Три лошади все же просочились между бетонных блоков и топтались по плацу и досмотровой площадке. Кобылка под детиной с рязанской ряхой, расставив ноги, флегматично наваляла на асфальт. Грачев ошарашенно уставился на кучу конских яблок и выматерился, срываясь на визг.

Проезжавшие мимо водилы притормаживали, глазели, скалились…

— С коней, с-с-суки, кому говорю! Слеза-а-ай! — надрывался Грачев. — Бросай тесаки, мля! Перестреляю всех, нах-х!

Всадники с каменными выражениями на лицах удивленно взирали на него сверху. Покидать седла никто не спешил. Расставаться с оружием — тоже.

Самый важный азиат — тот, что с булавой и лисьим хвостом на шлеме, — что-то проговорил на непонятном языке. Русобородый мужик со славянской рожей спешился, шагнул к Грачеву. Поклонился сержанту…

* * *

— «…естреляю-всех-нах-х!» — встретивший их молодой русин вел себя очень странно. Суетился, кричал, брызжа слюной, махал перед лошадиными мордами руками и железной трубкой-гааханом. Неподогнанный, расстегнутый легкий панцирь болтался на нем как отяжелевший от влаги конский хвост на сигнальном бунчуке. В туменах Субудэя такой расхлябанный воин давно бы лишился головы.

Лицо русина раскраснелось, а отчего он так взъярился, было совершенно непонятно. Ханское посольство не проявляло враждебных намерений. Никто не обнажал оружия. Они лишь хотели поставить коней перед двухэтажным зданием придорожной заставы — там, где стояли железные повозки. Не на склоне же насыпи бросать лошадей?

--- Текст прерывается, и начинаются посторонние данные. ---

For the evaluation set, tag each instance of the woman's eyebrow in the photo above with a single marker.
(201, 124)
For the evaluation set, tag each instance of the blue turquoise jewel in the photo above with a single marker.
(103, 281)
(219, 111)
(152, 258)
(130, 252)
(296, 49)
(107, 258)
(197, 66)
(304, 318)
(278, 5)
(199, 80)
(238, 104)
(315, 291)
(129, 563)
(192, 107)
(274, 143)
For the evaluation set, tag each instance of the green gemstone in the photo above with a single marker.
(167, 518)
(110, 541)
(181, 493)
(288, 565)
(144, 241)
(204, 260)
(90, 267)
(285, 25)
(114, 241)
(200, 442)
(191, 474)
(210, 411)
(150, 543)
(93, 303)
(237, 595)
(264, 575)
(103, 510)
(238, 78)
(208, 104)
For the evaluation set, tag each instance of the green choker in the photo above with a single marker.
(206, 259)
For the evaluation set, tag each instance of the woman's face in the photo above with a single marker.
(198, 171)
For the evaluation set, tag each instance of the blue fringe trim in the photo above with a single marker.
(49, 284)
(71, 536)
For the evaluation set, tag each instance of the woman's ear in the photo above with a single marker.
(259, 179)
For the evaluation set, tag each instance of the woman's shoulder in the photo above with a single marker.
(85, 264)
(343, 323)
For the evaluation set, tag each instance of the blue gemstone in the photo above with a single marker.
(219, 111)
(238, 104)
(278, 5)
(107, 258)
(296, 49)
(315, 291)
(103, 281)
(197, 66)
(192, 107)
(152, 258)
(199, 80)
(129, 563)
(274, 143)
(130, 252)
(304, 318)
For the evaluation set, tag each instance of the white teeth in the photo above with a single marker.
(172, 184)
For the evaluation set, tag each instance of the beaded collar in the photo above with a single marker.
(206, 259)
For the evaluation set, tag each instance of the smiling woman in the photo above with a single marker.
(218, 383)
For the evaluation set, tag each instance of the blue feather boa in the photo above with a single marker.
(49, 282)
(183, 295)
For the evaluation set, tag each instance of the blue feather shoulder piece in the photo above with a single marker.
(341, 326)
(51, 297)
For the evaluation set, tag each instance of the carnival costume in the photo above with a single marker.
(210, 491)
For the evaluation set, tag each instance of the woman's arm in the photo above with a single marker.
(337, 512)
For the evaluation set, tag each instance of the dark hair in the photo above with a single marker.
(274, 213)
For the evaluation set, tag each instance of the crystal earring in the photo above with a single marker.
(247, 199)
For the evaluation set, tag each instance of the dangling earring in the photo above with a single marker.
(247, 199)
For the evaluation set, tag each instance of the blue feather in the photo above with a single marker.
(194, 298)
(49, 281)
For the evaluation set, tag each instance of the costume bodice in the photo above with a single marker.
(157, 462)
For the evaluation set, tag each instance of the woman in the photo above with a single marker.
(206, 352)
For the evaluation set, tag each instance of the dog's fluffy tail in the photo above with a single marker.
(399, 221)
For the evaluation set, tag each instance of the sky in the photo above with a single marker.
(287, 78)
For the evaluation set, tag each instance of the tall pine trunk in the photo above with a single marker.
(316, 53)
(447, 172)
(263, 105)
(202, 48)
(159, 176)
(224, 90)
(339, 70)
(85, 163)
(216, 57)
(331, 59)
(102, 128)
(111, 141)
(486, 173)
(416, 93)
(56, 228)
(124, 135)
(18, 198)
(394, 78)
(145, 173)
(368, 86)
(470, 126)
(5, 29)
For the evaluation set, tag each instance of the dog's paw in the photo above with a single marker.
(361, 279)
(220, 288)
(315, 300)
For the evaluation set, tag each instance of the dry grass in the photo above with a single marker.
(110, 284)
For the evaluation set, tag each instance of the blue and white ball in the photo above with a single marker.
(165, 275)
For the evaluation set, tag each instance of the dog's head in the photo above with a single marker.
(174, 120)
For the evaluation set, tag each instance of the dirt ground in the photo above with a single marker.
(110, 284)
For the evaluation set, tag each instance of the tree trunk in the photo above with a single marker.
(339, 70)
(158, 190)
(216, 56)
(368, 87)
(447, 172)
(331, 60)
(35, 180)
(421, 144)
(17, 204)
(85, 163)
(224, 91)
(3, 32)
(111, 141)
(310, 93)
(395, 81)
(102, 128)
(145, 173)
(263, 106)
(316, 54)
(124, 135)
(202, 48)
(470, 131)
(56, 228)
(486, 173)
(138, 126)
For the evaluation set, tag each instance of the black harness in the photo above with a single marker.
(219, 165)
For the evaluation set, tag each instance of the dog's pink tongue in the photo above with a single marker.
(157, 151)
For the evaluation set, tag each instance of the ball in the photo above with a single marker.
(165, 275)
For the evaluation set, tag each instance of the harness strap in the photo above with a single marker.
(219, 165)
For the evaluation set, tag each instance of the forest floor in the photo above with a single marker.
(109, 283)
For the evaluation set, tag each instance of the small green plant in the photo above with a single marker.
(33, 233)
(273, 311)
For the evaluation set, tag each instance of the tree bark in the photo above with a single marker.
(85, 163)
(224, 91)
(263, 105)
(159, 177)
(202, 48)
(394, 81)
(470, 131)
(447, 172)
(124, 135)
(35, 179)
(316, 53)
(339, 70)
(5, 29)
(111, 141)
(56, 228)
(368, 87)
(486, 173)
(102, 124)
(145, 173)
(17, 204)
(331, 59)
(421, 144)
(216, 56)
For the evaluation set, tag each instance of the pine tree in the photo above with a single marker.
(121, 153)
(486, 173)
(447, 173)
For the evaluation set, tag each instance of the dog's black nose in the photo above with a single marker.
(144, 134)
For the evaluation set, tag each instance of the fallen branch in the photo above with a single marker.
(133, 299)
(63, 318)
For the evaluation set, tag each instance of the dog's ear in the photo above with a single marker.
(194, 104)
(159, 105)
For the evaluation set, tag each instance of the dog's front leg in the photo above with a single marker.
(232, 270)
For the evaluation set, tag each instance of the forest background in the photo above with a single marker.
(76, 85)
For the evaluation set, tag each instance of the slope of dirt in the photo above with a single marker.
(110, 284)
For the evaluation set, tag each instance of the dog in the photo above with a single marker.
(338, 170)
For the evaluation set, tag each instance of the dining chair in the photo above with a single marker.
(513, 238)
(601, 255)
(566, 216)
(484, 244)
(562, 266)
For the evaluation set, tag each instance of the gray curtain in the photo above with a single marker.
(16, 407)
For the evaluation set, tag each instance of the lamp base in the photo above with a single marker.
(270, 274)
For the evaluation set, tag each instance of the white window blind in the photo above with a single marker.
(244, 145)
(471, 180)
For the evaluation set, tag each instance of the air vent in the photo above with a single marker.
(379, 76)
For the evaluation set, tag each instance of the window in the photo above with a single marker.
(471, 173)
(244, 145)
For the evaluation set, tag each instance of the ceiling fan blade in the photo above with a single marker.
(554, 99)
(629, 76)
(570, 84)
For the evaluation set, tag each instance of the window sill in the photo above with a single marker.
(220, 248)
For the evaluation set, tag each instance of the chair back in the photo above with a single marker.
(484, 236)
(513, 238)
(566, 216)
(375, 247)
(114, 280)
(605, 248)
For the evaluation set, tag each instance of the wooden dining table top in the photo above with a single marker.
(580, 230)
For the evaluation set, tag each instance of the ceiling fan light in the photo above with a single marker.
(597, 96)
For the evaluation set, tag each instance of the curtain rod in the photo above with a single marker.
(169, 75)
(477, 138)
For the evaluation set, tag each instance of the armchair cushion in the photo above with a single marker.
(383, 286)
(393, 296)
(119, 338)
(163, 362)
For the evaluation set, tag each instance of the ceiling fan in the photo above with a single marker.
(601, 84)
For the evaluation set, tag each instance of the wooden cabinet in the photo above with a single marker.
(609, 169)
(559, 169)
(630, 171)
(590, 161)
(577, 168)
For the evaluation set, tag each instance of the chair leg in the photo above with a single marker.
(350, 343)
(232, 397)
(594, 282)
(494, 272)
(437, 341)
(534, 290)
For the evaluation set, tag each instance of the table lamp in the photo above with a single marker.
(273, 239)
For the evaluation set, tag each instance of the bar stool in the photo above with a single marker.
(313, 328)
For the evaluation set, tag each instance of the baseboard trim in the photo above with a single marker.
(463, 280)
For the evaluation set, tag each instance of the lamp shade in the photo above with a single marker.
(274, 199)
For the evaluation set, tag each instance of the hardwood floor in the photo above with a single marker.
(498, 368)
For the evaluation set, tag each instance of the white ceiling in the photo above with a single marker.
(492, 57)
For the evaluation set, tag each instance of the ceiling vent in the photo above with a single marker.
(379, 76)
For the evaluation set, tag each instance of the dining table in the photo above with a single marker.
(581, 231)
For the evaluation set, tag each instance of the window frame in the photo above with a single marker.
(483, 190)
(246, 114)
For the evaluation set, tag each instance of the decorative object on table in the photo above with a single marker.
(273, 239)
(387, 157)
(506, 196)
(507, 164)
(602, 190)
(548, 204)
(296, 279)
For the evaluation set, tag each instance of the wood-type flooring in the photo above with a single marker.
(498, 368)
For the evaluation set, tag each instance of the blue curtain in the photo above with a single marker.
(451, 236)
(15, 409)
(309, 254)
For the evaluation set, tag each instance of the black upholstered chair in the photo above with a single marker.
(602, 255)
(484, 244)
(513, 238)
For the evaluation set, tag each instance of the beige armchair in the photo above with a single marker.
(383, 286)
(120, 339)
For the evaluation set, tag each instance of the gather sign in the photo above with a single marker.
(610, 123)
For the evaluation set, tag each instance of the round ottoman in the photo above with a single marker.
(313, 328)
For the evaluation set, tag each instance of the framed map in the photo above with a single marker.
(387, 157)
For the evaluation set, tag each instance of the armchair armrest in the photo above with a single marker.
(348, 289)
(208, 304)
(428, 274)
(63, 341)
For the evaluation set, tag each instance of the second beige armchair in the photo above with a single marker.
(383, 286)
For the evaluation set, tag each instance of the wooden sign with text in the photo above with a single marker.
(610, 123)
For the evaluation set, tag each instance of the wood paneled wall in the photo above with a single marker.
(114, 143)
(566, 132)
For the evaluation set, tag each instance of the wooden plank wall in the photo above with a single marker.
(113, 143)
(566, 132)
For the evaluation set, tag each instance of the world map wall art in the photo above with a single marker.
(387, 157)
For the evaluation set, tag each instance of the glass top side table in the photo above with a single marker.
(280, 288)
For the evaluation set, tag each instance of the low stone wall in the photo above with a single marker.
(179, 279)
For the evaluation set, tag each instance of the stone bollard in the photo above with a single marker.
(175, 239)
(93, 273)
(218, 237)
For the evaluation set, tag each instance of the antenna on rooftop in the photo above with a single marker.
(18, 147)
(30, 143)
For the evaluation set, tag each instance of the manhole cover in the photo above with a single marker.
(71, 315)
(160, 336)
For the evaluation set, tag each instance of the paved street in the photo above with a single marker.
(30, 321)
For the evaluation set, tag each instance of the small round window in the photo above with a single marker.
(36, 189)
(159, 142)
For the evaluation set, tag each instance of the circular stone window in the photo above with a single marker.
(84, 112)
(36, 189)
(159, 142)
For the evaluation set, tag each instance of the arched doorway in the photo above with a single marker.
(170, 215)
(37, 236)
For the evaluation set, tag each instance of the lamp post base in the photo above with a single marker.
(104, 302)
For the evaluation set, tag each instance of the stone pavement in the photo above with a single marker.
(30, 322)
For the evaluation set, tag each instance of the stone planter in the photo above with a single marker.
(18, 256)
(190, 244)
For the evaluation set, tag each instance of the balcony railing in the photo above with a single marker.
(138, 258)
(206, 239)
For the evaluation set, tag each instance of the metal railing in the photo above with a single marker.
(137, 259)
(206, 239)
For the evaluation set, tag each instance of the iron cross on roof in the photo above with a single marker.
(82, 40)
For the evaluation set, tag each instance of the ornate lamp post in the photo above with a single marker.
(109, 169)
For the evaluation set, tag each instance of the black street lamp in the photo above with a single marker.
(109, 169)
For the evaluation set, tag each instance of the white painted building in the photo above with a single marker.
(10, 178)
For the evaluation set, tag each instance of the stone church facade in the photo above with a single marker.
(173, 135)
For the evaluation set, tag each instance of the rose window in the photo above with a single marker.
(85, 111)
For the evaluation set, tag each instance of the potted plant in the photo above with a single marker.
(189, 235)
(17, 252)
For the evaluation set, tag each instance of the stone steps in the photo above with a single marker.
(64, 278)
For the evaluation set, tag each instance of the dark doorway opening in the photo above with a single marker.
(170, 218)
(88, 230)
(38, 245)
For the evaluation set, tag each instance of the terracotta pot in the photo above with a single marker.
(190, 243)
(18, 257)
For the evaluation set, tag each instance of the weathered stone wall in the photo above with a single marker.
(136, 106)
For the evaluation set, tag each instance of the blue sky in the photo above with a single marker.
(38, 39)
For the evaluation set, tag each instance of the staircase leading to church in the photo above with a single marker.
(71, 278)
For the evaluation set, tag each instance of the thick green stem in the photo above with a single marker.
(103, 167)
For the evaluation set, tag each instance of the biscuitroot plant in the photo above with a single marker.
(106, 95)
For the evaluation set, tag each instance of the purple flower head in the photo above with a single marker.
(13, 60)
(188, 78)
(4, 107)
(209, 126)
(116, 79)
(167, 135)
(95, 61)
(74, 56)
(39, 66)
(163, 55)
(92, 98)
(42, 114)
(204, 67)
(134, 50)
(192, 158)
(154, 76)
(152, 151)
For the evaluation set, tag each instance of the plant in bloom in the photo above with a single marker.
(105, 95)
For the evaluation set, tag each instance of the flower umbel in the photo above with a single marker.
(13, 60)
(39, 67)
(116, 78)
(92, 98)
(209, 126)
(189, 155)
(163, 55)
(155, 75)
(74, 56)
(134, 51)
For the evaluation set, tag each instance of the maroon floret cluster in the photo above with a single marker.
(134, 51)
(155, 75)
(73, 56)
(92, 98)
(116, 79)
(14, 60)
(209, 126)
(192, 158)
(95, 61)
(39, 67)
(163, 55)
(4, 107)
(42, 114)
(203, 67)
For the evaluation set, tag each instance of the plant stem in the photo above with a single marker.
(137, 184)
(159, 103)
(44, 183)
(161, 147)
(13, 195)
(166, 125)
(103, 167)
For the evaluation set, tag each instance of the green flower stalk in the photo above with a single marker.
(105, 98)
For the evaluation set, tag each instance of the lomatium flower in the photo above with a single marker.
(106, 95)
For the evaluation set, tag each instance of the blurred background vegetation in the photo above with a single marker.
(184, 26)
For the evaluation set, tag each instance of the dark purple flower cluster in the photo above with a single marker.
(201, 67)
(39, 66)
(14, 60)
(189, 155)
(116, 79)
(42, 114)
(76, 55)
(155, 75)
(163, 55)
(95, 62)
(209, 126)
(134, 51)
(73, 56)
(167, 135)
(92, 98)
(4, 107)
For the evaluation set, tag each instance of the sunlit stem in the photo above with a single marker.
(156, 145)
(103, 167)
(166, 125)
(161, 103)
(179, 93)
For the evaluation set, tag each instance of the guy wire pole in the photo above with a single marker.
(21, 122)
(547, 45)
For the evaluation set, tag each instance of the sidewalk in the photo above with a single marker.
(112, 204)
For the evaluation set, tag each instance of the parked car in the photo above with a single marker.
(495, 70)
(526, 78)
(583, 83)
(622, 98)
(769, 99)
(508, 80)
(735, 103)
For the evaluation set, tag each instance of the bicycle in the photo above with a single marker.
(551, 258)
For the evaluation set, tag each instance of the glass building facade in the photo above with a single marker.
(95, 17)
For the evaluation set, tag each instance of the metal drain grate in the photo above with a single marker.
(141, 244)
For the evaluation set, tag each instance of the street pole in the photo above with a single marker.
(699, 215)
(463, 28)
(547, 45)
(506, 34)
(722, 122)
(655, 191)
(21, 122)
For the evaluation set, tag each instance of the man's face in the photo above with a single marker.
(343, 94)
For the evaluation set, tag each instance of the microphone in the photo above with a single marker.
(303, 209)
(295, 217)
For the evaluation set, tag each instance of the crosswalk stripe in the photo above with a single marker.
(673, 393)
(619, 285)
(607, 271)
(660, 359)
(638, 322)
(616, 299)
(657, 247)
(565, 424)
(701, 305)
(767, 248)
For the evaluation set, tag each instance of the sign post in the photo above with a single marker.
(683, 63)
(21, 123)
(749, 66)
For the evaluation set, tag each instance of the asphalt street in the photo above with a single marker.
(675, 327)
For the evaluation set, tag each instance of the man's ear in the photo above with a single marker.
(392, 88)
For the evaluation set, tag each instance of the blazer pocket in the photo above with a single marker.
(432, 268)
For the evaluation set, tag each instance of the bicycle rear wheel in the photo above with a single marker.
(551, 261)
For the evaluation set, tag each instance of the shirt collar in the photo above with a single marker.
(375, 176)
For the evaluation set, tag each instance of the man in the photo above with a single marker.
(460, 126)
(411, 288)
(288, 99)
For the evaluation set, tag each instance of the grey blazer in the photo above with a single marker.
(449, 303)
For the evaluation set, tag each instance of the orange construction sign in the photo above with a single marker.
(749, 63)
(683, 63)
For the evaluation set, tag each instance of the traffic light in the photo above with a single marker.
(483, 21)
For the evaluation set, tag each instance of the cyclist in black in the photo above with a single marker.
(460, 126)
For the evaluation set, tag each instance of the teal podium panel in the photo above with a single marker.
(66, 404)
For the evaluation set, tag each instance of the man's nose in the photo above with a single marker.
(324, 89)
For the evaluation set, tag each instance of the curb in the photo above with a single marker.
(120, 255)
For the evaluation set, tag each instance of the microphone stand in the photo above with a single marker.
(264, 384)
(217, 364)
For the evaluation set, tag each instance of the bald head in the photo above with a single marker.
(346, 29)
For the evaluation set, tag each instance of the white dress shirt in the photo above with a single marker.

А русин все орал и орал. И хорошего в этом было мало. Обычно на придорожных заставах послов встречают иначе.

— Плоскиня, объясни, кто мы такие, и узнай, почему так громко кричит этот человек, — велел Дэлгэр. — Скажи ему, что мы воины Величайшего из Великих хана и послы непобедимого Субудэй-богатура. Скажи, что мы пришли с миром. Скажи, что мы хотим говорить с ханом русинов или с ханским наместником.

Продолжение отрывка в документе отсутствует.